The complete spacetime of a realistic black hole does include a non-vacuum region (occupied by the object that originally collapsed to form the hole). But that does not mean that non-vacuum region is "still inside" the hole forever. I am not changing the definition of "vacuum" at all.
Boing3000 said:we surely can measure the change of the horizon by shooting a laser and seeing if it hit a detector somewhere or elsewhere
This is not a local measurement. It's a global one.
Boing3000 said:We just can compute that all the particle of the universe seems to be at the center of a singularity 13.7 by old.

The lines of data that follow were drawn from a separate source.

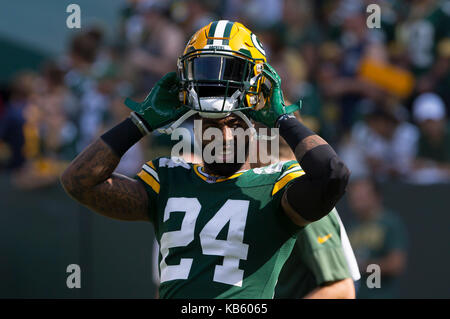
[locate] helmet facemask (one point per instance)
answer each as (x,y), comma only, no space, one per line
(216,84)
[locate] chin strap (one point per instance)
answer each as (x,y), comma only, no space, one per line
(177,123)
(188,114)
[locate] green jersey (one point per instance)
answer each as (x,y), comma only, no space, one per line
(322,253)
(219,237)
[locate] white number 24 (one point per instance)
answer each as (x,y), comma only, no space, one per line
(233,249)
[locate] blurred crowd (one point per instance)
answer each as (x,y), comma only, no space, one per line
(379,96)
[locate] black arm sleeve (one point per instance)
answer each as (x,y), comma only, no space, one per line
(316,193)
(122,137)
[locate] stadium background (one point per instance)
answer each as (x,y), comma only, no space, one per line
(362,89)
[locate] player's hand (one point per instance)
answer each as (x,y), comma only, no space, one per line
(162,106)
(275,106)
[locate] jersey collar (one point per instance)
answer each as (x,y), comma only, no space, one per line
(199,170)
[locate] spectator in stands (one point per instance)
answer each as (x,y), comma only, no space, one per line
(13,121)
(378,236)
(432,163)
(383,145)
(161,43)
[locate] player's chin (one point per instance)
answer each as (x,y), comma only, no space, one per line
(223,169)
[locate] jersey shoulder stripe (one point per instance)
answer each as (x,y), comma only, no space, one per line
(286,179)
(149,175)
(173,162)
(292,170)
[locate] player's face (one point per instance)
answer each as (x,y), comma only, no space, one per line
(232,142)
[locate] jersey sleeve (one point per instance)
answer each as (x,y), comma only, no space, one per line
(150,178)
(322,250)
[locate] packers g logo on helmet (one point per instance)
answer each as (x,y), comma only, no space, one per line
(221,70)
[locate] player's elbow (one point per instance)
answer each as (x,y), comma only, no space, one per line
(70,183)
(314,198)
(347,289)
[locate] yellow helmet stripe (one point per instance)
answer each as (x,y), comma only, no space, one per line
(219,32)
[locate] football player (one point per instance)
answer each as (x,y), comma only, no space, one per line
(224,230)
(322,264)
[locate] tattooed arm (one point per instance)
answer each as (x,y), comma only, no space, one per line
(313,195)
(90,180)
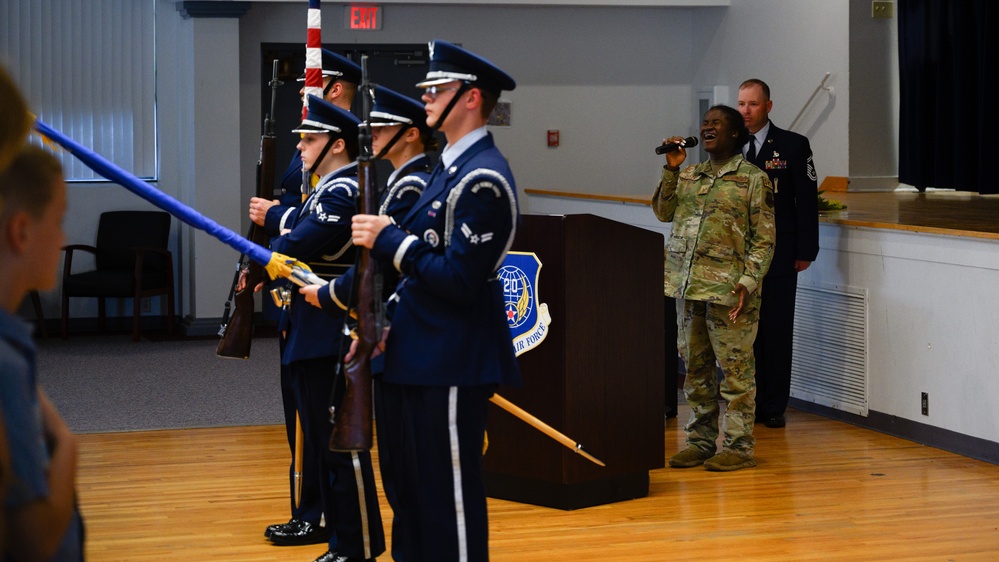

You're missing the point. The spacetime geometry of the universe as a whole is not the Schwarzschild geometry. It's not even close to that geometry. The Schwarzschild geometry is static outside the horizon and asymptotically flat--i.e., the metric goes to Minkowski at infinity. The spacetime geometry of the universe as a whole is static nowhere and has no "infinity" at all, let alone an asymptotically flat one. The observable universe is a portion of the universe as a whole, but also is static nowhere and has no "infinity". So any numerical similarity between some computation you make about the universe and some computation you make about the Schwarzschild geometry is physically meaningless. It's like saying the point on Earth where the prime meridian meets the equator is "somehow the same" as the origin of a Euclidean plane, because they both happen to have coordinates ##(0, 0)##.